2話
(どうやってスペース入れるんですっけ……しばらく奮闘してみます)
夜明と並んで歩く。
男性の視線はまだ背中から突き刺さる。直也に対してやや悪意を感じるそれに眉を潜めていると、夜明が「あー、」と切り出した。
「……見た?」
見た、とはストーカーのことだろう。
「見た。……誰かに相談はしてないのか?」
「うん。気付いて三日目だし、あまり事を荒立てたくもないからさ」
「せめて親御さんには言った方がいいんじゃないか?」
「俺ん家、いないんだよ」
さらりと告げられ、詰まる。嫌な雰囲気になりそうだと感じたか、夜明は言葉を付け足した。
「今は大輝や大河の家族と良太の親父さんに面倒見てもらってる」
「………………」
(誰だ)
さっぱり分からない。恐らくは学園の人物なのだろうとやや自分を納得させていると、夜明も直也が学園に来て数日だと言う事を思い出したらしくゴメンと手を合わせた。

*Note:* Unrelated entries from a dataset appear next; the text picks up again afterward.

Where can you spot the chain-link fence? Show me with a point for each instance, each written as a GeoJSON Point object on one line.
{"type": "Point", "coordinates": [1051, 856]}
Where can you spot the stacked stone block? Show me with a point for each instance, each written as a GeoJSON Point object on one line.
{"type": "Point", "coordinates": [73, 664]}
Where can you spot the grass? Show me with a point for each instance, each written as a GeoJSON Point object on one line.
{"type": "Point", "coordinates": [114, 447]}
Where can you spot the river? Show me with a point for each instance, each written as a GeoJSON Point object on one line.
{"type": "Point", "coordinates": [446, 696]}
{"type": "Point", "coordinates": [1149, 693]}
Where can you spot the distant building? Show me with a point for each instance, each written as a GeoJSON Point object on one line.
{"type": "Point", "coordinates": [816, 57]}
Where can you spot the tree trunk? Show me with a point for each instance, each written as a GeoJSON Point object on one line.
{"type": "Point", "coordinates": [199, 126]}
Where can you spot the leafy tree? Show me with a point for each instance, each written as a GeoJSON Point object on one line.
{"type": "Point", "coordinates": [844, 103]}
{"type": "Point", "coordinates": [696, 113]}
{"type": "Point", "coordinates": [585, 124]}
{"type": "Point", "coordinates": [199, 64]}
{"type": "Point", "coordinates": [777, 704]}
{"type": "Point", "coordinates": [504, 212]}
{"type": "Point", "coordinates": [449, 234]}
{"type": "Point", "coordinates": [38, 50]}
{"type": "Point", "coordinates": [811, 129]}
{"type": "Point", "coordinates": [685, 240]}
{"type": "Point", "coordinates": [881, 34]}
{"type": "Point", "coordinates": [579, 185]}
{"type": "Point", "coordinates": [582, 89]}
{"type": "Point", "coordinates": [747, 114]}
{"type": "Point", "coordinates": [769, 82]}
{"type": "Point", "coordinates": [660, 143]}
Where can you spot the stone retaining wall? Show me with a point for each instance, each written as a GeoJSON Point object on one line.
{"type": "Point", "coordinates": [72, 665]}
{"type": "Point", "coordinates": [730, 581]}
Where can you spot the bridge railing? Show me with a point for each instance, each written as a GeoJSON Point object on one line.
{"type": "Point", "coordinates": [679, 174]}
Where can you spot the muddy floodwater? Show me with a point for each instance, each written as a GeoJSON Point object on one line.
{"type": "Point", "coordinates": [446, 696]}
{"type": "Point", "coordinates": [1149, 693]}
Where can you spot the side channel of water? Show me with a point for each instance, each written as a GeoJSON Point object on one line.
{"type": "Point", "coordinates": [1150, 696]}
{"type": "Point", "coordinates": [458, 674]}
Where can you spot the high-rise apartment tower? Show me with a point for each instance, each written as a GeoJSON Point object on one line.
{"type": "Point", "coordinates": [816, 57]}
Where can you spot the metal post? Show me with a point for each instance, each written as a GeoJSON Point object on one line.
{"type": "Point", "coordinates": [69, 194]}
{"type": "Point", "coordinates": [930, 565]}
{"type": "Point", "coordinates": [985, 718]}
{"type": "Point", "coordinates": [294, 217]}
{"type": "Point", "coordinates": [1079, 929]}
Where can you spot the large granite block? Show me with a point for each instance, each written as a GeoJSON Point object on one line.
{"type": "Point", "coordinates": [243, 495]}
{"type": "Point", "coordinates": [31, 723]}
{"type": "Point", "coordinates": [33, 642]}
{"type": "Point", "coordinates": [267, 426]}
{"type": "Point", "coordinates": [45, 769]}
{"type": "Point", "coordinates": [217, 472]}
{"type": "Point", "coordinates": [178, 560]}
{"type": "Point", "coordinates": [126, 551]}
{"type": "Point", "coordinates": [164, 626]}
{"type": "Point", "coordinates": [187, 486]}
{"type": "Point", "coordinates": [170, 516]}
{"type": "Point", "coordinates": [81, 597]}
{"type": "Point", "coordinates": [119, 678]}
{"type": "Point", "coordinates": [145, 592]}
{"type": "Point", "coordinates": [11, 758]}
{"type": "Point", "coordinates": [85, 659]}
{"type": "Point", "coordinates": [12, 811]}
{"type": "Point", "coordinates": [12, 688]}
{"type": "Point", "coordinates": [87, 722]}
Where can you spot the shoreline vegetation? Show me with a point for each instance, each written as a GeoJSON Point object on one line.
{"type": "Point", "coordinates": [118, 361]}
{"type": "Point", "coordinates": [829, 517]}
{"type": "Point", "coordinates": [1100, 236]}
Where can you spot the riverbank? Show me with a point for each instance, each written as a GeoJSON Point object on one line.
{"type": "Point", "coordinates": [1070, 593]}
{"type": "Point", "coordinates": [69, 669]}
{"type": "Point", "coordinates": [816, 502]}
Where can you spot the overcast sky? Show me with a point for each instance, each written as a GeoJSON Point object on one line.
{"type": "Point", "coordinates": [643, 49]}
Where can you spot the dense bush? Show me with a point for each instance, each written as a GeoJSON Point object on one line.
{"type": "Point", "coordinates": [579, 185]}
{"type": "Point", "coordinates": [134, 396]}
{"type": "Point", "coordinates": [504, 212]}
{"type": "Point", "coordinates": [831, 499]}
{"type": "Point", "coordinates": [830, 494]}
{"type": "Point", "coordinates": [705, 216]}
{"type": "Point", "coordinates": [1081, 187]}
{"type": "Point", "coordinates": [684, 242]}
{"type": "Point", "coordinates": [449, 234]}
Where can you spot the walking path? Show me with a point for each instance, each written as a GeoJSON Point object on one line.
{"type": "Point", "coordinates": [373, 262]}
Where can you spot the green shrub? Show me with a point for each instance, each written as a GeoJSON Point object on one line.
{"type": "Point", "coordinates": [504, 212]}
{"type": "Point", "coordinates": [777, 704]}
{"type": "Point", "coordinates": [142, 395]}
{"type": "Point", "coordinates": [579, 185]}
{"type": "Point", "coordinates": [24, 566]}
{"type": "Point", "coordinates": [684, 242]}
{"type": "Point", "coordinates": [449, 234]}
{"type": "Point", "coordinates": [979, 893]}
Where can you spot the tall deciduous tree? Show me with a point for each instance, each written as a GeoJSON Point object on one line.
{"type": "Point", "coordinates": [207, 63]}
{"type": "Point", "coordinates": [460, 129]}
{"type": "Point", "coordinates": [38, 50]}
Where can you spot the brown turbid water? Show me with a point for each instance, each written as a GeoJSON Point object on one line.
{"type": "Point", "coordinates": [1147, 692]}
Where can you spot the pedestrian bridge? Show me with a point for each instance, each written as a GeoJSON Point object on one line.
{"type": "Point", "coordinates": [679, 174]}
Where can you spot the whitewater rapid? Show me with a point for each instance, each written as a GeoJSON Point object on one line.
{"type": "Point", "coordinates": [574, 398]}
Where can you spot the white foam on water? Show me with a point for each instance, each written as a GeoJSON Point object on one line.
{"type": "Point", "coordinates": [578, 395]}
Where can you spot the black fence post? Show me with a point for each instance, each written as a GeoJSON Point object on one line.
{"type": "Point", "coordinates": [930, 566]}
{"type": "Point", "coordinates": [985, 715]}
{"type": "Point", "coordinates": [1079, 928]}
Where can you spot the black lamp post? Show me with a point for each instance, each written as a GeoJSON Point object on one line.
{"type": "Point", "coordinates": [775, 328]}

「中平大輝と中平大河。それと、綾瀬良太。幼馴染なんだ。同じ学年だよ。大輝はB組、大河と良太はC組だけど」
「そうなのか」
直也と夜明はA組である。人物の名前は分かったが、自分のクラスさえ中途半端な把握具合なのに他クラスまで把握しているわけがない。名前だけ覚えておこうと内心決めていると、夜明が苦笑した。

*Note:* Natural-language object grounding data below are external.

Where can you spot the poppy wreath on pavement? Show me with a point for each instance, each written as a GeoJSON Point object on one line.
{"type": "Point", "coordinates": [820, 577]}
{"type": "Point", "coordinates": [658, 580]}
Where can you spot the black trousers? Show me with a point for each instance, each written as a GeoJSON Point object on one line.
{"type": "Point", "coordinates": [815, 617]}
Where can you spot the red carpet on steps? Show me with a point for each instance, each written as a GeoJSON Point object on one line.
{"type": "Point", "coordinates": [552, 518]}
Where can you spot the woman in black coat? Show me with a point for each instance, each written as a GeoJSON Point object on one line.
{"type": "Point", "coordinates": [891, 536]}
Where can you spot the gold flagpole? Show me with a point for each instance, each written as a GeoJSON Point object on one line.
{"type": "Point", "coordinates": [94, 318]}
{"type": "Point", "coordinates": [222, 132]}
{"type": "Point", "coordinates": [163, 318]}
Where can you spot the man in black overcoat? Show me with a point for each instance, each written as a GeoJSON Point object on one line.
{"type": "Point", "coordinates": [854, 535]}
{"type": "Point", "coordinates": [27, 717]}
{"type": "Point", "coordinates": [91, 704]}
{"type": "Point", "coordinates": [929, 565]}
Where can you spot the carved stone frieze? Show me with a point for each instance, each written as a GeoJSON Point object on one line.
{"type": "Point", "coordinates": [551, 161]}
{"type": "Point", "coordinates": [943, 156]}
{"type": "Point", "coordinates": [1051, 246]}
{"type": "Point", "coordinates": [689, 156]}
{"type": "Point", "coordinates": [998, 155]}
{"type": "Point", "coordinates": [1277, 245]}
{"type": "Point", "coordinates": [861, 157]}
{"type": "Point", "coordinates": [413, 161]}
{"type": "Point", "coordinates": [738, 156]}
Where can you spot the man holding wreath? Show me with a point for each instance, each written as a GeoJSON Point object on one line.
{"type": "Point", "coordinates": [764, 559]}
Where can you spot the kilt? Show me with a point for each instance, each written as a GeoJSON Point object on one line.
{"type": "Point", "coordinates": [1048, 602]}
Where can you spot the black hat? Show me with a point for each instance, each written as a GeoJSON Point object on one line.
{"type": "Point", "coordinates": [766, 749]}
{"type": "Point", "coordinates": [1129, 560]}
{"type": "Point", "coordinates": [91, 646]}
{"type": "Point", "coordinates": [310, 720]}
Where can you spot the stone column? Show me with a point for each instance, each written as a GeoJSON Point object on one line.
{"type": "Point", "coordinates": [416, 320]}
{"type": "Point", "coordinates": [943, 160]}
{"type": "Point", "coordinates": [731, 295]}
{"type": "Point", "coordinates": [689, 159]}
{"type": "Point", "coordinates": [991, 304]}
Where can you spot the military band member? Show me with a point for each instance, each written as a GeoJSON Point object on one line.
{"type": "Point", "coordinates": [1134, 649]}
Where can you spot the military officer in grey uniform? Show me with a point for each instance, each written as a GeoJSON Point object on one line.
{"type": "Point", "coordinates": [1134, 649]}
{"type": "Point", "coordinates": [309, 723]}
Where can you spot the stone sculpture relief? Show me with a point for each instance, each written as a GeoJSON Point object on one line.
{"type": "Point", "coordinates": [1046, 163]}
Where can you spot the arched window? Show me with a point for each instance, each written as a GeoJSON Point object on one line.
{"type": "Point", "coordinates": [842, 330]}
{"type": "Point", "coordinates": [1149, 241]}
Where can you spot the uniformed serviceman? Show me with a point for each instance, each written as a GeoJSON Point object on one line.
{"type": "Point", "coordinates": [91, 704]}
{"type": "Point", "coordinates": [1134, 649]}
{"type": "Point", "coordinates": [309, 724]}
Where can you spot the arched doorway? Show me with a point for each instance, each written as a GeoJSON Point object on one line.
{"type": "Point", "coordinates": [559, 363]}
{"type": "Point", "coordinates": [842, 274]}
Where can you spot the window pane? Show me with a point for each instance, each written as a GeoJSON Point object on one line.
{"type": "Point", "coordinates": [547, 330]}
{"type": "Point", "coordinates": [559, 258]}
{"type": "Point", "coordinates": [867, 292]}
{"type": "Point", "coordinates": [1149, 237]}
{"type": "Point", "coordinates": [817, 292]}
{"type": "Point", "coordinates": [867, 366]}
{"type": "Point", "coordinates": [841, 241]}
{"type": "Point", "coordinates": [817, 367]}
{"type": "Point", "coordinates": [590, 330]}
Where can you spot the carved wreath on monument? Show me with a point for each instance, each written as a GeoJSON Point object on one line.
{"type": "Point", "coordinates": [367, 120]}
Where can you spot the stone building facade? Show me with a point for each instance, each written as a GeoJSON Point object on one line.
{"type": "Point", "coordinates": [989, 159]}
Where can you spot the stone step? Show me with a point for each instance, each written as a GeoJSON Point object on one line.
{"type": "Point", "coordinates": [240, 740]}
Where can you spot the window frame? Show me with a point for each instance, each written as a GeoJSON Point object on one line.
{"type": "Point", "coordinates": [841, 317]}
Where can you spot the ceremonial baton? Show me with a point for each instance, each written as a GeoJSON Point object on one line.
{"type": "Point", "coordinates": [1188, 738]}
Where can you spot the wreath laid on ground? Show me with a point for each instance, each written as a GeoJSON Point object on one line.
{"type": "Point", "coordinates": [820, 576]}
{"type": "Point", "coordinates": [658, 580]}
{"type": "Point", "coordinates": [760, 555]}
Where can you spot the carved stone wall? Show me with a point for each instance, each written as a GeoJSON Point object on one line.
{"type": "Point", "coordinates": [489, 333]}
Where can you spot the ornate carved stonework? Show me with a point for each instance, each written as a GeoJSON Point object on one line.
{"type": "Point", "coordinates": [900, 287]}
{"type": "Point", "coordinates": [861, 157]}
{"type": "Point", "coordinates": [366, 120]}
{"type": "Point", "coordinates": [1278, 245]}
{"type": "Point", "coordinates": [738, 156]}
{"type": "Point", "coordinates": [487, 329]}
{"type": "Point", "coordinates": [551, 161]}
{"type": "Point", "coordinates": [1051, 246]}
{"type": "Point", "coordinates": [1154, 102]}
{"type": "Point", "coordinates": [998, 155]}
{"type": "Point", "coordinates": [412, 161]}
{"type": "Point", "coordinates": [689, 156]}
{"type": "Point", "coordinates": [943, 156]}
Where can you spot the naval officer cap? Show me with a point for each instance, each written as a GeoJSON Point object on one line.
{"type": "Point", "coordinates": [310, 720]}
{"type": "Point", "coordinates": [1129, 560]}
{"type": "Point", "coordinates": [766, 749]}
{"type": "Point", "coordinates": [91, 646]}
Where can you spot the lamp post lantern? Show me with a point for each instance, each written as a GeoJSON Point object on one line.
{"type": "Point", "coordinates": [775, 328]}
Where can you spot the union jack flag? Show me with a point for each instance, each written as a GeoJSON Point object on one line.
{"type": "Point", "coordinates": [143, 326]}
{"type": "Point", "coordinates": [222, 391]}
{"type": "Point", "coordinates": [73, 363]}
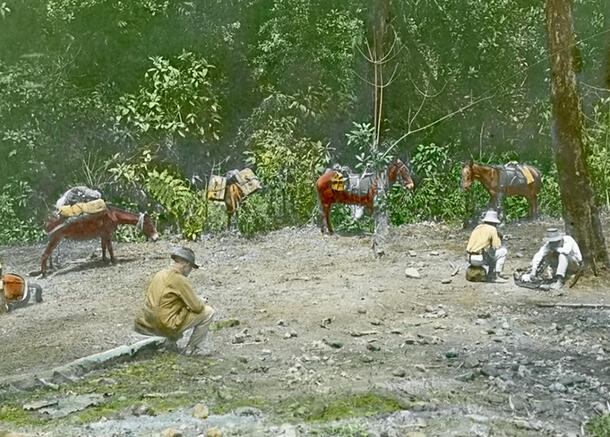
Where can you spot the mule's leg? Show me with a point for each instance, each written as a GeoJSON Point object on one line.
{"type": "Point", "coordinates": [110, 249]}
{"type": "Point", "coordinates": [321, 218]}
{"type": "Point", "coordinates": [327, 216]}
{"type": "Point", "coordinates": [52, 243]}
{"type": "Point", "coordinates": [533, 203]}
{"type": "Point", "coordinates": [103, 248]}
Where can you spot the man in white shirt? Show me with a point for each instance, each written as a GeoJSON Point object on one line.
{"type": "Point", "coordinates": [562, 253]}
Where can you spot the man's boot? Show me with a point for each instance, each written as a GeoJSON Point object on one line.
{"type": "Point", "coordinates": [558, 282]}
{"type": "Point", "coordinates": [497, 278]}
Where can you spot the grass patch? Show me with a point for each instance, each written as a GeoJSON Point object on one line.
{"type": "Point", "coordinates": [599, 426]}
{"type": "Point", "coordinates": [359, 405]}
{"type": "Point", "coordinates": [347, 430]}
{"type": "Point", "coordinates": [227, 406]}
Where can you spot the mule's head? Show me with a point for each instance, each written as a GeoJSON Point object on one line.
{"type": "Point", "coordinates": [148, 227]}
{"type": "Point", "coordinates": [399, 171]}
{"type": "Point", "coordinates": [467, 176]}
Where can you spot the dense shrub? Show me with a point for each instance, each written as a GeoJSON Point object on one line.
{"type": "Point", "coordinates": [18, 224]}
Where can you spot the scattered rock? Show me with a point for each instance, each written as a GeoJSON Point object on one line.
{"type": "Point", "coordinates": [471, 362]}
{"type": "Point", "coordinates": [214, 432]}
{"type": "Point", "coordinates": [334, 344]}
{"type": "Point", "coordinates": [400, 372]}
{"type": "Point", "coordinates": [412, 272]}
{"type": "Point", "coordinates": [557, 387]}
{"type": "Point", "coordinates": [171, 432]}
{"type": "Point", "coordinates": [489, 370]}
{"type": "Point", "coordinates": [247, 411]}
{"type": "Point", "coordinates": [465, 377]}
{"type": "Point", "coordinates": [373, 347]}
{"type": "Point", "coordinates": [200, 412]}
{"type": "Point", "coordinates": [451, 353]}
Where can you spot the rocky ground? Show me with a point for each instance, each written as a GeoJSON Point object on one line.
{"type": "Point", "coordinates": [329, 341]}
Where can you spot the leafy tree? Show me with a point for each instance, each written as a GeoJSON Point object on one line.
{"type": "Point", "coordinates": [579, 207]}
{"type": "Point", "coordinates": [177, 97]}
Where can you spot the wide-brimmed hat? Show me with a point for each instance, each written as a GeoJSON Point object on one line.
{"type": "Point", "coordinates": [186, 254]}
{"type": "Point", "coordinates": [552, 235]}
{"type": "Point", "coordinates": [491, 216]}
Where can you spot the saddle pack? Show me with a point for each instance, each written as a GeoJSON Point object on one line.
{"type": "Point", "coordinates": [92, 207]}
{"type": "Point", "coordinates": [16, 291]}
{"type": "Point", "coordinates": [513, 173]}
{"type": "Point", "coordinates": [354, 183]}
{"type": "Point", "coordinates": [247, 181]}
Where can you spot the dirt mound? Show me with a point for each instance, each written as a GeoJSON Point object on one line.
{"type": "Point", "coordinates": [323, 321]}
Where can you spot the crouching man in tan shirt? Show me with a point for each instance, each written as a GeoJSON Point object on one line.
{"type": "Point", "coordinates": [171, 306]}
{"type": "Point", "coordinates": [485, 247]}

「大輝と良太はとにかくデカいから目立つしわかりやすいと思うよ。特に良太は、読者モデル?やってるくらいだしイケメンだから尚更目立つ。大河は……そういえばこの間茶髪に染めて先生に怯えられてたなぁ」
「……あれか?ヤンキーというやつか?」
「大河は全く。ヤンキーなのはむしろ……まあいいか」
とても不穏な言葉が聞こえたが、話を流された以上は追及しづらい。
通学路を歩く。歩道の脇に桜が並び、その花をひらひらと纏わせて立っている。
「そういえば、橘君って部活は?」
「入ってない」
というか、入りづらい。編入でどうすればいいのか、かつ皆中等部からなのに高等部から飛び込んでもいいものか。その二つが重荷となっていた。
気付いたのか、夜明が苦笑する。
「……中学生時代は何部にいたの?」
「空手部に。あとは柔道部の人数合わせに」
「強いね!?」
一応どちらも全国まで行った腕前だ。
だが、この学園ではどちらに入るつもりもなかった。
「ただ、学園では……クッキング部に入りたいと思っている」
「料理男子?」
「あれか、家事ができる男子はモテるとかいうあれか。それもなくはないが…………一人暮らしをすることになってな。自炊の手間が省けるんじゃないかと。腕前も向上するしな」
料理部の活動を調べたところ、どうやら週一日で料理を作っているという。その日の部員の要望で決まるため、自炊にしても良さそうだなという狙いだ。もちろん食材費は部費から出る。最高である。
夜明はおお、と声を上げ、それならと笑った。
「俺、クッキング部だから部長に声かけておこうか?」
「いいのか!?」
「俺も一人暮らししてるから、他人事じゃない感じがしてさ。いいよいいよ」
「ありがとう、恩に着る」
「そんなに堅苦しくなくていいよ」
にこりと笑った夜明と共に、校門をくぐった。
感じていた視線が逸れる。どうやら学園の中までは入ってこないらしい。来れば不審者としてとっ捕まえるつもりだっただけに、残念だ。
下駄箱で靴を履き替えながら、それにと夜明が小声で告げてきた。
「俺こそありがとうね。一緒に来てくれて」
「別に。同じ道だからな」
誤魔化した直也に、夜明はふふふと笑った。